The Student Room Group

D1 - Chinese Postman

I have a couple of questions about 'Chinese Postman' questions:

- What's the general formula for working out how many ways the odd vertices can be paired together, eg: 4 odd vertices can be paired in 6 ways

- When the question asks for 'an optimal Chinese postman route' what do you have to do? do you still try and find the shortest route, despite there being 6 odd vertices, thus meaning it will take a long time to work out

thanks
doesn't anyone go on the maths forum anymore? it used to be the one place i was guaranteed help
Reply 2
It's because you're asking a D1 question; not that many people seem to do D modules and even fewer actually find it interesting enough to go into D1 threads :p:.
well do you happen to know the answer cos im stuck.

kinda off topic but i can now see why so few people do decision maths - i absolutely hate it!! im so not a logical person
Reply 4
I have absolutely no idea. My F Maths group did half of D1 then gave up and did M3 because decision maths is so tedious :p:
Reply 5
sucks to be you i guess.
it's tedious and not even that easy. the whole following the rules thing is easy, but some of the random questions are hard (im not in a very eloquent mood right now lol)
Reply 7
2 odd vertices can only be paired once.
4 odd vertices can only be paired six ways.
6 odd vertices can only be paired fifteen ways.

See the pattern? It's every other triangle number.

As a formula, I think it's n odd vertices can be paired (n-1)+(n-2)+...+2+1 ways, or n(n-1)/2 ways. n is of course necessarily even.
Reply 8
You're doing D1; rest assured that in the exam you won't have a Chinese Postman problem with any more than six odd vertices to pair. Indeed, if you are given six, the question usually is given more marks and allowed more time. So just use the normal method.
Just a small reminder that Chinese Postman is a another fancy name for the not so fancy ROUTE INSPECTION
Reply 10
You have the equation slightly incorrect, just try it (I initially made the same mistake).

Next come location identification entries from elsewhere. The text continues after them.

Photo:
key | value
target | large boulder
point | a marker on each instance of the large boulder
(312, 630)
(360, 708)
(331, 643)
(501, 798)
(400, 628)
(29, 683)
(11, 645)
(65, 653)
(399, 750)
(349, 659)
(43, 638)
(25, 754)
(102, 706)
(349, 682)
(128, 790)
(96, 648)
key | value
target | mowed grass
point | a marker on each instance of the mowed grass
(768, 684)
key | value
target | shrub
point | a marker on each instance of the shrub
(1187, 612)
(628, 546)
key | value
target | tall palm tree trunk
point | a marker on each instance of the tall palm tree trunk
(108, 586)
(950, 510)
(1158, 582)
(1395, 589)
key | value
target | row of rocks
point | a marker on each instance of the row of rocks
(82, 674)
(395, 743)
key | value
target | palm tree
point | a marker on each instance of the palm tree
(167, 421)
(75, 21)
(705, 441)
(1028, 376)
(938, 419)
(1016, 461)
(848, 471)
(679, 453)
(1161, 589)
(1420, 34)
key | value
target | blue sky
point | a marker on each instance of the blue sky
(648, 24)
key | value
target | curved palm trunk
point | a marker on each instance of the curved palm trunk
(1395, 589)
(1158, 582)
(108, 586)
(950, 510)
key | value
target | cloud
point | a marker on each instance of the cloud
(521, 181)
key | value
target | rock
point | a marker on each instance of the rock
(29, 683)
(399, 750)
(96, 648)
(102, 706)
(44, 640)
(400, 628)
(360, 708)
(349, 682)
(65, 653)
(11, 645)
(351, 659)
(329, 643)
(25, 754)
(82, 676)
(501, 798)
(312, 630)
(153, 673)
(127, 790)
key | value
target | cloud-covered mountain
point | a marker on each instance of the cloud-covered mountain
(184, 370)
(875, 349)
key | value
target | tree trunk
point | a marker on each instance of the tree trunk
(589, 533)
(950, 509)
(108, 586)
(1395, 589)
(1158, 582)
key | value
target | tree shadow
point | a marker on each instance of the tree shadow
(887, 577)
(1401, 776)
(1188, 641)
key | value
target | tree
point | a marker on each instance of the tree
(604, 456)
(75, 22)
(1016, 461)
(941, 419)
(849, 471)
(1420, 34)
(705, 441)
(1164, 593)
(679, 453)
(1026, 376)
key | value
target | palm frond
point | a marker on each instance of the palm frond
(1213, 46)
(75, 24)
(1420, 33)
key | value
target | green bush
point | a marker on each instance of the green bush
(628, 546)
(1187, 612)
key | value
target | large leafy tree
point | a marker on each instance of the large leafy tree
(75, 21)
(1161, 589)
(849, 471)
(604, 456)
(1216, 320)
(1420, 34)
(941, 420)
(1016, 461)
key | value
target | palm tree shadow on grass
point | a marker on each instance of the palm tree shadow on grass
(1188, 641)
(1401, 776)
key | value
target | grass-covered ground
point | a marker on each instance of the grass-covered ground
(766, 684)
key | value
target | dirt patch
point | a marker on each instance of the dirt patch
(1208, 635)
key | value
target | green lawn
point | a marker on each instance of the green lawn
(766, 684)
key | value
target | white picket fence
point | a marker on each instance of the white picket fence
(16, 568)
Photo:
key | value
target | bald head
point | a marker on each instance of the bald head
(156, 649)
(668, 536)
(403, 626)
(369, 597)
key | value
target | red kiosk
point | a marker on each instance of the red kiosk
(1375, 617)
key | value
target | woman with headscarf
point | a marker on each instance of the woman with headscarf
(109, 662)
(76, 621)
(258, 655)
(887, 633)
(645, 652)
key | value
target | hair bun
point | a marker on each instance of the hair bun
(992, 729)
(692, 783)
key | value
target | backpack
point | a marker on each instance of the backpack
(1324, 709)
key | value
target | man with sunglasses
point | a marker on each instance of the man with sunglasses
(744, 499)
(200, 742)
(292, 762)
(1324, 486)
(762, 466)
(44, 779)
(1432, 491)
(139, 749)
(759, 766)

Several students ask for it and I haven't found it anywhere, so had to derive it, unsimplified its the product of the odd values less than n (if there are n odd nodes):

(n-1)(n-3)(n-5)x...x3 x1

As an expression this is:

n! / [2^(n/2) *(n/2)!]

For 12 this would be:
12!/[2^6*6!]
479001600 / [64*720]
479001600 / 46080
10395

As required
Original post by djmcguigan
You have the equation slightly incorrect, just try it (I initially made the same mistake).

Several students ask for it and I haven't found it anywhere, so had to derive it, unsimplified its the product of the odd values less than n (if there are n odd nodes):

(n-1)(n-3)(n-5)x...x3 x1

As an expression this is:

n! / [2^(n/2) *(n/2)!]

For 12 this would be:
12!/[2^6*6!]
479001600 / [64*720]
479001600 / 46080
10395

As required


Since, you're new, it's understandable you bumping a 6 year old thread :tongue:

Btw, welcome to TSR :woo:
Reply 12
Original post by boromir9111
Since, you're new, it's understandable you bumping a 6 year old thread :tongue:

Btw, welcome to TSR :woo:


Threads this old are spooky.
Original post by thats_my_poison
I have a couple of questions about 'Chinese Postman' questions:

'- What's the general formula for working out how many ways the odd vertices can be paired together, eg: 4 odd vertices can be paired in 6 ways'.

The solution for this problem is: 1 x 3 x 5 x .... (next odd number until n-1);
e.g. 4 odd vertices = 1 x 3 = 3 pairs
6 odd vertices = 1 x 3 x 5 = 15 pairs

- When the question asks for 'an optimal Chinese postman route' what do you have to do? do you still try and find the shortest route, despite there being 6 odd vertices, thus meaning it will take a long time to work out

The optimal Chinese Postman Route = Total + Repeat Route.